Plötzlich passierte etwas: Der Mercedes-Fahrer geriet während der Fahrt nach links und landete auf der Gegenfahrbahn. In diesem Moment kam ihm ein 38-jähriger Mann in einem Ford entgegen. Der Ford-Fahrer bemerkte die Gefahr sofort. Er lenkte sein Auto stark nach rechts, um den Aufprall zu verhindern.
Das gelang ihm jedoch nicht ganz. Die linke Vorderseite des Mercedes krachte in die linke hintere Seite des Fords. Durch den Aufprall schlitterten beide Wagen von der Straße und kamen schließlich auf einem Feld zum Stehen.
Der 38-jährige Ford-Fahrer wurde bei dem Unfall leicht verletzt. Die Retter kümmerten sich vor Ort um ihn und untersuchten ihn. Ein Trip ins Krankenhaus war zum Glück nicht nötig. Der Mercedes-Fahrer blieb unverletzt. Neben der Polizei und den Rettungskräften half auch die Freiwillige Feuerwehr beim Aufräumen.

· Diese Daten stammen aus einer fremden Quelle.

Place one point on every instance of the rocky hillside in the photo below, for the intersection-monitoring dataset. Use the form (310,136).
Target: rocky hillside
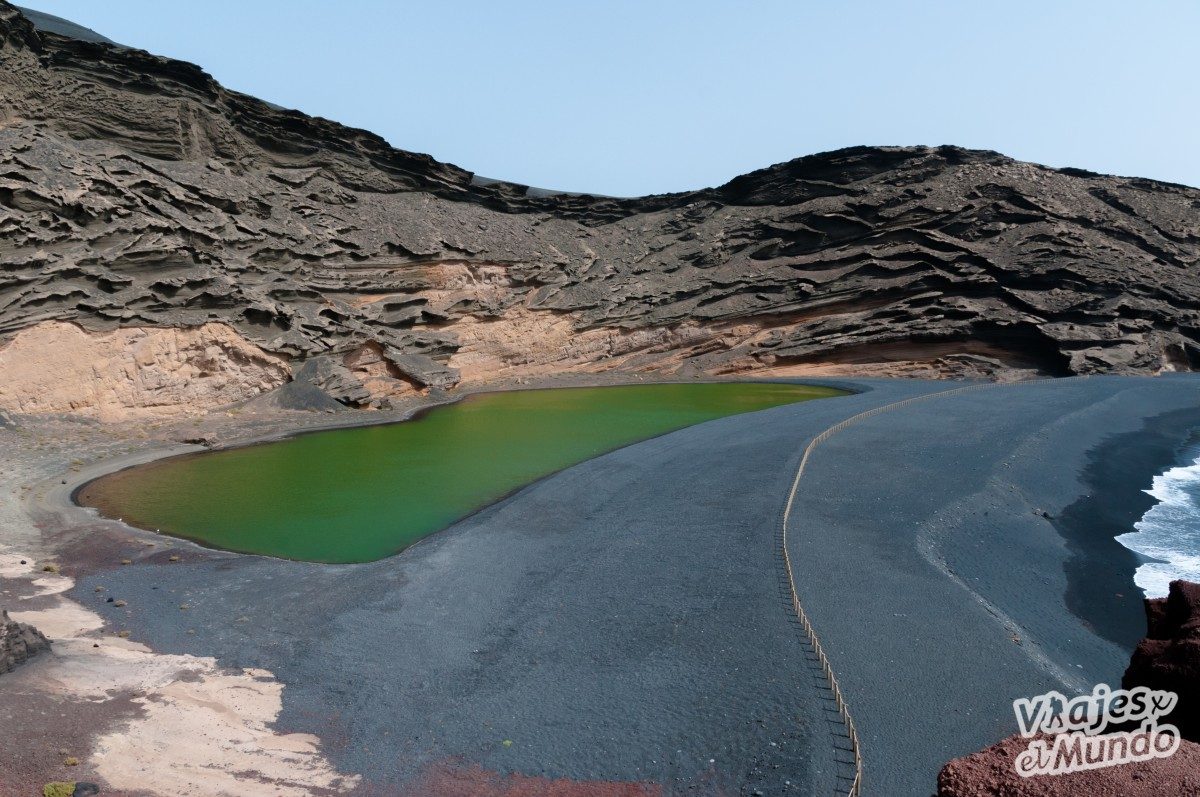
(156,227)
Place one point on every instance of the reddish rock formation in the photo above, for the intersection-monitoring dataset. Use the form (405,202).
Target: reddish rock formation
(1169,657)
(990,773)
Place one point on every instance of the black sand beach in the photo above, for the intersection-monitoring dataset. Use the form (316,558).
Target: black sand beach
(624,621)
(940,588)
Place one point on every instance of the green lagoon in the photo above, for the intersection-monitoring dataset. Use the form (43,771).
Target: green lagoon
(359,495)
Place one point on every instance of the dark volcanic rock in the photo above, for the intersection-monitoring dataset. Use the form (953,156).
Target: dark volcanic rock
(1169,657)
(18,642)
(136,191)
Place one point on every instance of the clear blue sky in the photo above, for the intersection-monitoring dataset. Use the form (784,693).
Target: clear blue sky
(639,96)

An den Autos entstand ein beachtlicher Schaden. Beim Mercedes liegt dieser bei etwa 4.000 Euro, während der Ford mit rund 8.000 Euro deutlich teurer dran ist.
Warum der Mercedes-Fahrer plötzlich auf die falsche Spur geriet, ist noch nicht ganz klar. Die Polizei ermittelt nun, was genau passiert ist. Ob und inwieweit sich der Fahrer strafbar gemacht hat, klärt nun die Staatsanwaltschaft. Es gilt die Unschuldsvermutung.